One Longbridge worker, speaking to British newspaper, The Independent, said “There has been a shortage of parts for two months. They haven’t been paying their bills.”
Low levels of exposure
UK-based Wagon, which supplies Rover with door frames and structural roof parts, announced in a company statement Thursday 7 April that it is owed nearly £1 million (€1.3 million) by Rover. The statement said: “in view of MG Rover’s current inability to meet its payment obligations, [Wagon] has decided to suspend supplies to MG Rover with immediate effect.”
Wagon’s statement also said that the supplier generated £14 million in annual sales to Rover or around 3% of its total sales.
Another UK supplier, TrafficMaster, which supplied Rover with navigation systems, is owed £554,000.
Local supplier organisation, Surface Engineering Association, represents more than 250 Rover supplier companies.
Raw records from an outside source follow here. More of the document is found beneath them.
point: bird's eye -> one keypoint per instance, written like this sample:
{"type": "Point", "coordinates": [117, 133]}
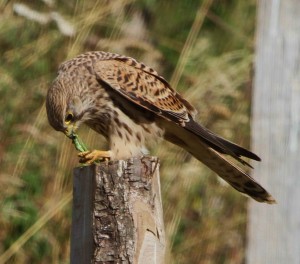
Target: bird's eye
{"type": "Point", "coordinates": [69, 118]}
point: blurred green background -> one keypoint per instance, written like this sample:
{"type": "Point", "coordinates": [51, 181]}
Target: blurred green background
{"type": "Point", "coordinates": [204, 48]}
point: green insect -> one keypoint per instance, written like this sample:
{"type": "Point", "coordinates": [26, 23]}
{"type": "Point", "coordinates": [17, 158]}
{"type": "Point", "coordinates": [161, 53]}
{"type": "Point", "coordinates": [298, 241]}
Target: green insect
{"type": "Point", "coordinates": [79, 145]}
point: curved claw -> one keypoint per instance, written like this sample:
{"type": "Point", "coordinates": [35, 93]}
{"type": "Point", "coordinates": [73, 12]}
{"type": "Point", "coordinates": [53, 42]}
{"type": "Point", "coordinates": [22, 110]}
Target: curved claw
{"type": "Point", "coordinates": [91, 156]}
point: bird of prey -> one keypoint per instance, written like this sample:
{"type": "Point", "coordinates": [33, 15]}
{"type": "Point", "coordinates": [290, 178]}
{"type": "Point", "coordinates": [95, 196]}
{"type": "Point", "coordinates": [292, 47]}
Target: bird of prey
{"type": "Point", "coordinates": [131, 105]}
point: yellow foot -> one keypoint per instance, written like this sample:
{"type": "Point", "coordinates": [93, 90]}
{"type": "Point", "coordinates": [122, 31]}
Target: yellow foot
{"type": "Point", "coordinates": [91, 156]}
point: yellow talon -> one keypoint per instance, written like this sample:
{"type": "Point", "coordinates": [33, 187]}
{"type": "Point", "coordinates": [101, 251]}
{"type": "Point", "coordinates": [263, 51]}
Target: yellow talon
{"type": "Point", "coordinates": [92, 156]}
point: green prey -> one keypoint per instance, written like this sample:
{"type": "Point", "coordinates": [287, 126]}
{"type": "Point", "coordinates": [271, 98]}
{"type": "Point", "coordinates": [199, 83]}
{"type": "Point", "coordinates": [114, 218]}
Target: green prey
{"type": "Point", "coordinates": [87, 157]}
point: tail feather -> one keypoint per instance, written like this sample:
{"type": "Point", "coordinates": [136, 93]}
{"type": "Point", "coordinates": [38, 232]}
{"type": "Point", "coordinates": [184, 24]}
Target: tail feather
{"type": "Point", "coordinates": [220, 144]}
{"type": "Point", "coordinates": [205, 149]}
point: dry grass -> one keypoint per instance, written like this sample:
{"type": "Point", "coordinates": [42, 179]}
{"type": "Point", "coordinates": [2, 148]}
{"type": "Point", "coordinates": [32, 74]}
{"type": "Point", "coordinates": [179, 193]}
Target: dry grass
{"type": "Point", "coordinates": [205, 220]}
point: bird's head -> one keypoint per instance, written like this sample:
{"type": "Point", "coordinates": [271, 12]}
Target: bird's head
{"type": "Point", "coordinates": [66, 107]}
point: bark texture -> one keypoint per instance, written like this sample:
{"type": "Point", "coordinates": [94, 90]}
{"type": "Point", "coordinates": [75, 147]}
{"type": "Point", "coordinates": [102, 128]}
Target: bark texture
{"type": "Point", "coordinates": [117, 213]}
{"type": "Point", "coordinates": [274, 231]}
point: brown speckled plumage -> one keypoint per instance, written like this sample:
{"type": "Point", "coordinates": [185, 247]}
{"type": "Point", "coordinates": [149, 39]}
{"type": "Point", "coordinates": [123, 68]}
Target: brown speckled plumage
{"type": "Point", "coordinates": [131, 105]}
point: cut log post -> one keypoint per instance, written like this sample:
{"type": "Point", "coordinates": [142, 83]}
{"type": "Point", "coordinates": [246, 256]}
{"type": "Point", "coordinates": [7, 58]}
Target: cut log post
{"type": "Point", "coordinates": [117, 213]}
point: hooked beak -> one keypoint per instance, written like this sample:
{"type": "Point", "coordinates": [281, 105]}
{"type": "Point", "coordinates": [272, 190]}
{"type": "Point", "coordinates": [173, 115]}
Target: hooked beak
{"type": "Point", "coordinates": [69, 132]}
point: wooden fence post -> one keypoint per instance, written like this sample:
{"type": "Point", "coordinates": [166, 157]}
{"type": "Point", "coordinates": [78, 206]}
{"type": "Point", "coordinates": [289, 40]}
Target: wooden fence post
{"type": "Point", "coordinates": [117, 213]}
CEO David Elliott told the BBC that few of his members relied on Rover for more than 15% of their overall sales.
Johannes Winterhagen, spokesman for Siemens VDO said that MG Rover accounted for less than 1% of its overall sales. “We supply from several European sites,” he said, “and Rover business accounts for a small amount of turnover” at each one.
Most supplier companies contacted were unwilling to discuss the matter. TRW was “monitoring the situation”, according to a spokeswoman. On Saturday, BBC reports said that TRW planned to lay off 42 staff from its Resolven, UK plant. The plant makes steering systems and components for Rover.